Without naming the Jamaat-e-Islami, a party that has announced a rally for the rights of Karachi on Sunday, Siddiqui said that the religious party used to criticise us by terming the MQM-P an ethnic party for organising such rallies. “But now, it is also carrying out rallies for the rights of the metropolis.”

The MQM-P leader said that the 18th constitutional amendment remained an unfinished agenda if the Article 140-A was not implemented. He said that in the civilised countries, local police looked after the law and order of cities and being the economic hub of the country, Karachi needed an effective system of community policing. “If the MQM-P came in power, local police would be deputed in Lalukhet [Liaquatabad], Lyari and Malir.”

Siddiqui said that the population of the urban areas of Sindh, particularly Karachi, was deliberately underreported in the last census and the practice had been continuing for the past several decades.

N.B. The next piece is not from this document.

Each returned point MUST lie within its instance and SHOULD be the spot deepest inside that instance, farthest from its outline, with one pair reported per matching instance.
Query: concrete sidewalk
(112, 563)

He claimed that development work from funds allocated for the metropolis under the Karachi Transformation Plan, a financial package worth Rs1.1 trillion, were not seen anywhere. Unrest and resentment prevailed within the people of Karachi because of appointment of non-resident policemen and government officials from the interior of Sindh in the city, the MQM-P convener remarked.

Aamir Khan, MQM-P’s senior deputy convener, said the presence of a large number of residents of Karachi in the rally was proof of their demand for carving out a separate province in Sindh.

"We [MQM-P] won't withdraw the demand for a separate province,” Khan said. “If the people of urban Sindh are denied their rights and local government is deprived of its authority, they will demand a new province.”

He said more than 100 activists of the party were still missing. “The government should clearly decide whether it wants the party which was before August 22, 2016, or after that,” Khan stated, mentioning that after August 22, 2016, the MQM was split into its London and Pakistan factions following the party founder Altaf Hussain’s anti-Pakistan speech. “If the MQM-P was to be treated as a proscribed outfit, the authorities should openly announce it.”

Faisal Subzwari, another MQM-P leader, lashed out at the Sindh government for appointing ‘non-local officers’ as administrators in cities across the province. He said the deputy commissioners were making fake domiciles and snatching employment and education opportunities of the youth of urban Sindh.

He said Karachi, a city that was paying the highest amount of taxes, was not getting its due share in the provincial budget which was a continuation of the PPP’s policies of overlooking urban centres of the province.